Figure. Patients in ... - Click to enlarge in new windowFigure. Patients in a COVID-19 emergency unit in a hospital in New Delhi, India. Photo by Rebecca Conway / Getty Images.

The panel's report, released in May, outlines significant failures in two major areas: preparation and response. Despite urgent warnings from public health and infectious disease experts of the high likelihood of a virus such as SARS-CoV-2 capable of causing a pandemic, the world did little to prepare. Specific recommended changes from multiple commissions were mostly ignored, allowing COVID-19 to rise to the level of a pandemic within three months of the first identified cases.


After the first cases were identified, there was some rapid action taken but also "delay, hesitation, and denial" by national and international leaders, both in alerting countries about the level of threat and in subsequent actions to contain transmission. According to the panel, February was a "lost month when steps could and should have been taken to curtail the epidemic."


Even as transmission and deaths increased, countries failed to recognize the seriousness of the threat, and many chose a less costly "wait and see" strategy, hoping for new information to become available. Countries such as Vietnam, New Zealand, and Thailand that responded aggressively, particularly regarding case identification, contact tracing, and isolation, and also coordinated across different governmental and public health sectors, were most effective in controlling transmission.

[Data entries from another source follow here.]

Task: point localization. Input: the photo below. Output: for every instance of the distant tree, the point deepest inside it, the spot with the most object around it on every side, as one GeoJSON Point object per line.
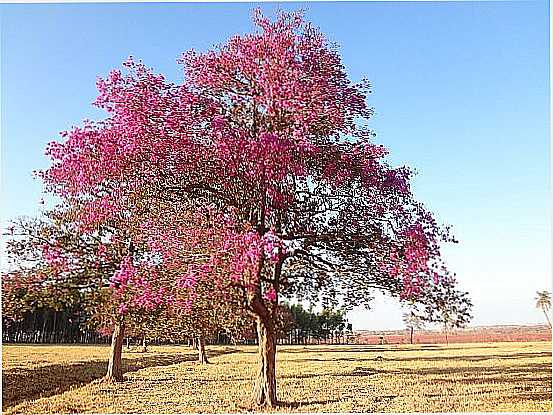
{"type": "Point", "coordinates": [444, 304]}
{"type": "Point", "coordinates": [412, 322]}
{"type": "Point", "coordinates": [543, 302]}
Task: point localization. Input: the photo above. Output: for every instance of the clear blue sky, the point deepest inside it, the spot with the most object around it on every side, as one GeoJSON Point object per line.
{"type": "Point", "coordinates": [461, 92]}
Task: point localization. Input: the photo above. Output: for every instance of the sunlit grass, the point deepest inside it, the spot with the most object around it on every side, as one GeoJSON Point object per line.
{"type": "Point", "coordinates": [422, 378]}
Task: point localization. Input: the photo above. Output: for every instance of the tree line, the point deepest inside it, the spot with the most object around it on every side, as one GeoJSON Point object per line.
{"type": "Point", "coordinates": [300, 326]}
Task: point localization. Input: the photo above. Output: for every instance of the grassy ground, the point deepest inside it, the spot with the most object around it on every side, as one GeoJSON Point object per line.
{"type": "Point", "coordinates": [422, 378]}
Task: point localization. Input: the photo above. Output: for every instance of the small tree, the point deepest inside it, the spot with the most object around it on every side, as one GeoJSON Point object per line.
{"type": "Point", "coordinates": [443, 304]}
{"type": "Point", "coordinates": [412, 322]}
{"type": "Point", "coordinates": [543, 302]}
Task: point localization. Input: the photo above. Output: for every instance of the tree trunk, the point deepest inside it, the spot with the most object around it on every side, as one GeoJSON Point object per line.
{"type": "Point", "coordinates": [547, 317]}
{"type": "Point", "coordinates": [115, 367]}
{"type": "Point", "coordinates": [202, 355]}
{"type": "Point", "coordinates": [264, 393]}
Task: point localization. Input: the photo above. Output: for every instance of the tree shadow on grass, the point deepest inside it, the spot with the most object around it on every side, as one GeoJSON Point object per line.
{"type": "Point", "coordinates": [294, 405]}
{"type": "Point", "coordinates": [19, 385]}
{"type": "Point", "coordinates": [474, 358]}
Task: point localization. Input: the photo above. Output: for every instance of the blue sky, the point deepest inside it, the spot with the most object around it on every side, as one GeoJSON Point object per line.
{"type": "Point", "coordinates": [461, 93]}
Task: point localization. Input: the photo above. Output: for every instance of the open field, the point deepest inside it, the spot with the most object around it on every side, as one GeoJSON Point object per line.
{"type": "Point", "coordinates": [392, 378]}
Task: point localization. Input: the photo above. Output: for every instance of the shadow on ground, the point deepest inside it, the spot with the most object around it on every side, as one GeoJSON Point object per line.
{"type": "Point", "coordinates": [19, 385]}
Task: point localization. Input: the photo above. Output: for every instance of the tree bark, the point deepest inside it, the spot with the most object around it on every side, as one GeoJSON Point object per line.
{"type": "Point", "coordinates": [264, 393]}
{"type": "Point", "coordinates": [202, 355]}
{"type": "Point", "coordinates": [547, 317]}
{"type": "Point", "coordinates": [115, 367]}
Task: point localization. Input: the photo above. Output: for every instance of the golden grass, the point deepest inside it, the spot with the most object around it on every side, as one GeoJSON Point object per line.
{"type": "Point", "coordinates": [514, 377]}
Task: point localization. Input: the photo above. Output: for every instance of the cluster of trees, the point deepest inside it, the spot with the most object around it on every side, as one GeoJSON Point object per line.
{"type": "Point", "coordinates": [308, 326]}
{"type": "Point", "coordinates": [198, 207]}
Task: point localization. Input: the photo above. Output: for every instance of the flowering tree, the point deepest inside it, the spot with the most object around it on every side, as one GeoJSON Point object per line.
{"type": "Point", "coordinates": [264, 150]}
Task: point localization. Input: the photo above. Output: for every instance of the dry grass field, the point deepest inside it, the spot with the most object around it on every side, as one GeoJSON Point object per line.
{"type": "Point", "coordinates": [421, 378]}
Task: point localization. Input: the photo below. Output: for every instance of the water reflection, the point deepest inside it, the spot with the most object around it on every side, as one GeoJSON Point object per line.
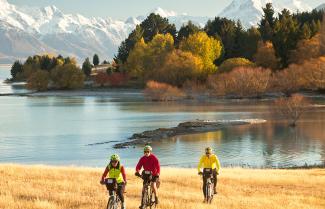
{"type": "Point", "coordinates": [57, 130]}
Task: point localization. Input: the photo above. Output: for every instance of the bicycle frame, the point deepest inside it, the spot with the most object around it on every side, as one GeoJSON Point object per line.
{"type": "Point", "coordinates": [207, 174]}
{"type": "Point", "coordinates": [113, 200]}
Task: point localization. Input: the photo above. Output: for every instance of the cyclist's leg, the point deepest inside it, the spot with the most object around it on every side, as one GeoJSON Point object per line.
{"type": "Point", "coordinates": [204, 185]}
{"type": "Point", "coordinates": [215, 180]}
{"type": "Point", "coordinates": [120, 191]}
{"type": "Point", "coordinates": [154, 183]}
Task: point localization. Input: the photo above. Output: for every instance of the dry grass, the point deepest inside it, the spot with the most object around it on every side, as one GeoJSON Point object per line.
{"type": "Point", "coordinates": [71, 187]}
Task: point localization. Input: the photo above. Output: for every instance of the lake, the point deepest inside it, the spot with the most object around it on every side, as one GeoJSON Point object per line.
{"type": "Point", "coordinates": [59, 130]}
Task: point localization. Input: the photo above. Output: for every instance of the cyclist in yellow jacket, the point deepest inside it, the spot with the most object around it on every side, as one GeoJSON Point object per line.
{"type": "Point", "coordinates": [209, 160]}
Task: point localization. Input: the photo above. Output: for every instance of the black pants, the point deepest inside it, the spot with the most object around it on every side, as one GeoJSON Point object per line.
{"type": "Point", "coordinates": [214, 173]}
{"type": "Point", "coordinates": [120, 191]}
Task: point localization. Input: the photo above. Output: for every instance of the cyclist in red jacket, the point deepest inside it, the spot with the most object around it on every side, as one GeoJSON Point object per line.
{"type": "Point", "coordinates": [149, 162]}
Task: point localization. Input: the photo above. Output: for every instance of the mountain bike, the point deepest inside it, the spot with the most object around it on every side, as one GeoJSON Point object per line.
{"type": "Point", "coordinates": [114, 201]}
{"type": "Point", "coordinates": [209, 187]}
{"type": "Point", "coordinates": [148, 198]}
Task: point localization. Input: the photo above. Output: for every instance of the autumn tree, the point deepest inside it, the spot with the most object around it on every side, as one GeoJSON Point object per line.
{"type": "Point", "coordinates": [68, 76]}
{"type": "Point", "coordinates": [38, 81]}
{"type": "Point", "coordinates": [179, 67]}
{"type": "Point", "coordinates": [207, 48]}
{"type": "Point", "coordinates": [265, 56]}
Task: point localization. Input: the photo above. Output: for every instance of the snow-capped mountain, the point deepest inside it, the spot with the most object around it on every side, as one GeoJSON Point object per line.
{"type": "Point", "coordinates": [26, 31]}
{"type": "Point", "coordinates": [249, 12]}
{"type": "Point", "coordinates": [321, 7]}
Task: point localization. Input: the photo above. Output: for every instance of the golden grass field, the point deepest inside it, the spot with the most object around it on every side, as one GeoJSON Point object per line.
{"type": "Point", "coordinates": [48, 187]}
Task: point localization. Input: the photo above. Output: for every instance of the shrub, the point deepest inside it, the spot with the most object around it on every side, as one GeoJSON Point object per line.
{"type": "Point", "coordinates": [162, 92]}
{"type": "Point", "coordinates": [242, 81]}
{"type": "Point", "coordinates": [232, 63]}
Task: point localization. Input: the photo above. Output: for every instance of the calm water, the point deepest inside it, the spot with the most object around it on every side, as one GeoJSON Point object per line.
{"type": "Point", "coordinates": [58, 131]}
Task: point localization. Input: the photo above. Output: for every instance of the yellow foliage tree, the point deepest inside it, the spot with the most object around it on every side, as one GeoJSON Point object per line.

Countries with uncoordinated efforts that undermined science, denied the seriousness of the pandemic, and fostered distrust had the poorest results.

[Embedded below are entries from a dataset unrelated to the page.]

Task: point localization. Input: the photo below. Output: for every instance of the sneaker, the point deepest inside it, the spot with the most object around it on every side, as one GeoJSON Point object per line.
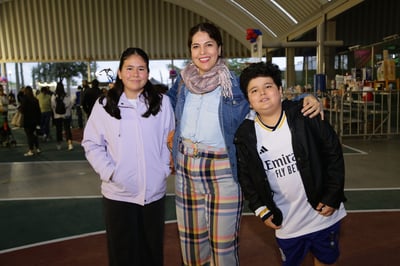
{"type": "Point", "coordinates": [29, 153]}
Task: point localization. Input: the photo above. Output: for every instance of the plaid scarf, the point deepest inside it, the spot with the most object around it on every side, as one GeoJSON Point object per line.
{"type": "Point", "coordinates": [219, 75]}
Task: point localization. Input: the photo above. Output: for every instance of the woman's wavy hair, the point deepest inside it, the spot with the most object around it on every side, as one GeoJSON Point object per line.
{"type": "Point", "coordinates": [153, 98]}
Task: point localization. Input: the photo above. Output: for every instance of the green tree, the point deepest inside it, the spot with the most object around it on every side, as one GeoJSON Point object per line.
{"type": "Point", "coordinates": [49, 72]}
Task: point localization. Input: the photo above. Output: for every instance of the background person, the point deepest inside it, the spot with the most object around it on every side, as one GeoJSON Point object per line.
{"type": "Point", "coordinates": [291, 170]}
{"type": "Point", "coordinates": [89, 96]}
{"type": "Point", "coordinates": [44, 98]}
{"type": "Point", "coordinates": [209, 108]}
{"type": "Point", "coordinates": [31, 112]}
{"type": "Point", "coordinates": [62, 121]}
{"type": "Point", "coordinates": [125, 141]}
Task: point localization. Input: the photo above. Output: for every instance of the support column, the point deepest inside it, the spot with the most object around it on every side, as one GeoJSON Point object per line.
{"type": "Point", "coordinates": [320, 48]}
{"type": "Point", "coordinates": [290, 75]}
{"type": "Point", "coordinates": [89, 72]}
{"type": "Point", "coordinates": [330, 52]}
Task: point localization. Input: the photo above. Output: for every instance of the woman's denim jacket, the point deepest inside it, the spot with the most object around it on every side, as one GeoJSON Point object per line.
{"type": "Point", "coordinates": [232, 111]}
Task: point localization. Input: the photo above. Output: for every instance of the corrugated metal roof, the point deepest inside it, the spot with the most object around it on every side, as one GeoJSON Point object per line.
{"type": "Point", "coordinates": [76, 30]}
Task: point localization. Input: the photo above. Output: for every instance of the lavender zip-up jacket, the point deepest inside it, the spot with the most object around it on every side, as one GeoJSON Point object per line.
{"type": "Point", "coordinates": [131, 154]}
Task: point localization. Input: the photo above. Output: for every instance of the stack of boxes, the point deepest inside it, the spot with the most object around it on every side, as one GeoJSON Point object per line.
{"type": "Point", "coordinates": [387, 68]}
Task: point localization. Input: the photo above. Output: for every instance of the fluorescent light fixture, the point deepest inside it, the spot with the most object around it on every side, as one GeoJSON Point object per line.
{"type": "Point", "coordinates": [253, 17]}
{"type": "Point", "coordinates": [284, 11]}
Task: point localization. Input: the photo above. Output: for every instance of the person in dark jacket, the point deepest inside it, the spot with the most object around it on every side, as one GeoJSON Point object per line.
{"type": "Point", "coordinates": [291, 169]}
{"type": "Point", "coordinates": [30, 109]}
{"type": "Point", "coordinates": [89, 96]}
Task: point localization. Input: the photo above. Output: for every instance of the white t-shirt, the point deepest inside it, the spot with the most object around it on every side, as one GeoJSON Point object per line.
{"type": "Point", "coordinates": [276, 151]}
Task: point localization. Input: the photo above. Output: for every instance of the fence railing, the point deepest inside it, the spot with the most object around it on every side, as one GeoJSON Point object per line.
{"type": "Point", "coordinates": [364, 114]}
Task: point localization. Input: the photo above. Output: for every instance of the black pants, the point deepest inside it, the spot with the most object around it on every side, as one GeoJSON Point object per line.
{"type": "Point", "coordinates": [135, 234]}
{"type": "Point", "coordinates": [31, 136]}
{"type": "Point", "coordinates": [60, 124]}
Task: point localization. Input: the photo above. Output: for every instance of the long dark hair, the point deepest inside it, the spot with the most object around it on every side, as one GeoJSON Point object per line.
{"type": "Point", "coordinates": [212, 31]}
{"type": "Point", "coordinates": [153, 98]}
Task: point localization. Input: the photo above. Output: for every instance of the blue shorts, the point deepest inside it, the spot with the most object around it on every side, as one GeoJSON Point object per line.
{"type": "Point", "coordinates": [324, 245]}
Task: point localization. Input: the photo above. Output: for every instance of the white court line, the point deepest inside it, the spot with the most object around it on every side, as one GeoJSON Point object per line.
{"type": "Point", "coordinates": [358, 152]}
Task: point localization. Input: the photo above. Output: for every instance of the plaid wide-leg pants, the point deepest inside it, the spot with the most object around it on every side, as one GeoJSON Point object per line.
{"type": "Point", "coordinates": [209, 205]}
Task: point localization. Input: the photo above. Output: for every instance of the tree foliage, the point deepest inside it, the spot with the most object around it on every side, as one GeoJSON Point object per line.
{"type": "Point", "coordinates": [49, 72]}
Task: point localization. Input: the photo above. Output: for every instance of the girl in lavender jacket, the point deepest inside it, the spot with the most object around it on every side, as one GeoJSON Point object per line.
{"type": "Point", "coordinates": [125, 141]}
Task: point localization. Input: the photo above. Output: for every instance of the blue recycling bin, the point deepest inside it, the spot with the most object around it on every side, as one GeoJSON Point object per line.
{"type": "Point", "coordinates": [319, 83]}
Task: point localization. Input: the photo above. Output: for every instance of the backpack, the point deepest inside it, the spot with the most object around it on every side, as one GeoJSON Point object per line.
{"type": "Point", "coordinates": [60, 105]}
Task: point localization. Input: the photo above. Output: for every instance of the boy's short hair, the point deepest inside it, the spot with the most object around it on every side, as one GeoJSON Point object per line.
{"type": "Point", "coordinates": [260, 69]}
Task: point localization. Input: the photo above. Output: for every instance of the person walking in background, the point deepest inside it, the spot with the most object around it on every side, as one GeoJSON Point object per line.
{"type": "Point", "coordinates": [78, 106]}
{"type": "Point", "coordinates": [44, 99]}
{"type": "Point", "coordinates": [3, 103]}
{"type": "Point", "coordinates": [125, 141]}
{"type": "Point", "coordinates": [89, 96]}
{"type": "Point", "coordinates": [291, 170]}
{"type": "Point", "coordinates": [62, 115]}
{"type": "Point", "coordinates": [30, 110]}
{"type": "Point", "coordinates": [209, 107]}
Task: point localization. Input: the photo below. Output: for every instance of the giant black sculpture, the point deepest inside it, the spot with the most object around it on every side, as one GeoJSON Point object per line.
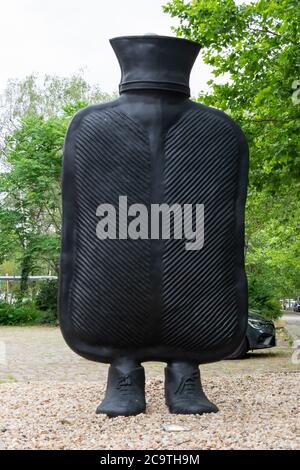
{"type": "Point", "coordinates": [125, 301]}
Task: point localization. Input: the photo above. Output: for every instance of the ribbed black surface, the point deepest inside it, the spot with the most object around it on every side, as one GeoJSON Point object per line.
{"type": "Point", "coordinates": [110, 295]}
{"type": "Point", "coordinates": [199, 296]}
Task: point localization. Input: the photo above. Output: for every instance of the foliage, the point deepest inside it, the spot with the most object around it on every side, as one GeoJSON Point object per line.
{"type": "Point", "coordinates": [19, 313]}
{"type": "Point", "coordinates": [261, 298]}
{"type": "Point", "coordinates": [254, 49]}
{"type": "Point", "coordinates": [37, 116]}
{"type": "Point", "coordinates": [46, 300]}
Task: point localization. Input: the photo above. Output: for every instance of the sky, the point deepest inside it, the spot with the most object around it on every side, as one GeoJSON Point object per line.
{"type": "Point", "coordinates": [61, 37]}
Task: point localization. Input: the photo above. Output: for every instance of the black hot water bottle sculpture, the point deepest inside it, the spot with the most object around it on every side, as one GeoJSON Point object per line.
{"type": "Point", "coordinates": [154, 189]}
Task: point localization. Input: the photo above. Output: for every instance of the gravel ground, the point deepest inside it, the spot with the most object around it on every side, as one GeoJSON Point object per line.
{"type": "Point", "coordinates": [256, 412]}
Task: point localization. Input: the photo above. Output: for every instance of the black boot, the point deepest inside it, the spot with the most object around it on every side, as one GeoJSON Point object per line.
{"type": "Point", "coordinates": [183, 390]}
{"type": "Point", "coordinates": [125, 391]}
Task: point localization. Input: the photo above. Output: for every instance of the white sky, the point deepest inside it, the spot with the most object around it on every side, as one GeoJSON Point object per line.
{"type": "Point", "coordinates": [61, 37]}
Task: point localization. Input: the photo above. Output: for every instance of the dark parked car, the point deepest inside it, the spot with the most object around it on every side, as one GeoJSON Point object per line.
{"type": "Point", "coordinates": [260, 334]}
{"type": "Point", "coordinates": [296, 307]}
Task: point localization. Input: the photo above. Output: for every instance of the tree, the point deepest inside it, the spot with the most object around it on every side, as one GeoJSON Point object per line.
{"type": "Point", "coordinates": [30, 206]}
{"type": "Point", "coordinates": [254, 48]}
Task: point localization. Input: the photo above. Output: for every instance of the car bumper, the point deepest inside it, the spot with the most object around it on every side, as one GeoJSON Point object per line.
{"type": "Point", "coordinates": [260, 339]}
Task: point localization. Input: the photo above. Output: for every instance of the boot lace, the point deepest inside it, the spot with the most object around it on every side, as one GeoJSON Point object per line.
{"type": "Point", "coordinates": [188, 385]}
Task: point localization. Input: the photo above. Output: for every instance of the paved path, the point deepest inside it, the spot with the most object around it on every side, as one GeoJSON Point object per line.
{"type": "Point", "coordinates": [39, 353]}
{"type": "Point", "coordinates": [292, 325]}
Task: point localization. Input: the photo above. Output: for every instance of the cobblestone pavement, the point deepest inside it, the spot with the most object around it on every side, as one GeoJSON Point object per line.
{"type": "Point", "coordinates": [48, 397]}
{"type": "Point", "coordinates": [39, 353]}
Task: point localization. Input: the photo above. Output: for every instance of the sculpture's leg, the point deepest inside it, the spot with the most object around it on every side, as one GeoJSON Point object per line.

Regardless of approach, response to the virus was hampered by a worldwide crisis in supplies, including personal protective equipment and oxygen, and the inability of health care systems to respond to the surge in demand. The volume and acuity of patients strained both infrastructure and workforce.

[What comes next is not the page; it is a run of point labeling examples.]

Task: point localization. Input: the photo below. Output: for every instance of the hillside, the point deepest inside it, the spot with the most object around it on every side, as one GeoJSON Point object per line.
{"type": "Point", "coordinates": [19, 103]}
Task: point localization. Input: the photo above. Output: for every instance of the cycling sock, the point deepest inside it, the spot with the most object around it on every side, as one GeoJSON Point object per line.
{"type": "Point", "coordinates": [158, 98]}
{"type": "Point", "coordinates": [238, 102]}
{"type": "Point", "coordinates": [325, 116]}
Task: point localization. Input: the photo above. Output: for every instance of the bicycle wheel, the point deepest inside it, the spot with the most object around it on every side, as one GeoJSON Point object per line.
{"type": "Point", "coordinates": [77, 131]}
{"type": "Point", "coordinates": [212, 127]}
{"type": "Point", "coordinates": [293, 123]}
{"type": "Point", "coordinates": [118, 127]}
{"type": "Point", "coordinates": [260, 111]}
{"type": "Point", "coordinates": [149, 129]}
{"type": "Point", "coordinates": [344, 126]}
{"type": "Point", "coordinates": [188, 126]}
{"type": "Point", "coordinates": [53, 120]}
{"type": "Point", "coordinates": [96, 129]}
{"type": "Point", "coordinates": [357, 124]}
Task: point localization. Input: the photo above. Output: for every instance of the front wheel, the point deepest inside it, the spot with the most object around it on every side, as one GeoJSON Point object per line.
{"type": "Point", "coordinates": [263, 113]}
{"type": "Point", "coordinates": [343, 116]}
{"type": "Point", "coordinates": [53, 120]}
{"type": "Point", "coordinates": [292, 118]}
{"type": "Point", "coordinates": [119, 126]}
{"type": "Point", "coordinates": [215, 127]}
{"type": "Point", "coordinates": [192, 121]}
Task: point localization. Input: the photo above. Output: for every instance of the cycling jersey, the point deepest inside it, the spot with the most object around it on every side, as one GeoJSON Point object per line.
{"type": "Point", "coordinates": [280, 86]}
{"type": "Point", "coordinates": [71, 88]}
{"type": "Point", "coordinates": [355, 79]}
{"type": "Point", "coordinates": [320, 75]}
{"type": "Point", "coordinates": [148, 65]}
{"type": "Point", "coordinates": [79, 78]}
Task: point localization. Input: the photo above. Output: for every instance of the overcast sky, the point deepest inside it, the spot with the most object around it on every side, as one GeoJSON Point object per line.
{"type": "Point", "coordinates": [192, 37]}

The panel's recommendations include stronger, coordinated leadership at all levels, investment in preparedness now rather than waiting for the next pandemic, an improved international surveillance system with rapid alert capabilities, a negotiated plan for the production and distribution of vaccines, and access to funding for preparedness and to inject cash immediately at the onset of a pandemic to curtail disease spread. The panel also calls for immediate action to stop ongoing transmission of SARS-CoV-2, particularly global efforts to scale up vaccination.-Karen Roush, PhD, RN, FNP-BC, news director


The Independent Panel for Pandemic Preparedness and Response. COVID-19: make it the last pandemic. World Health Organization; 2021 May.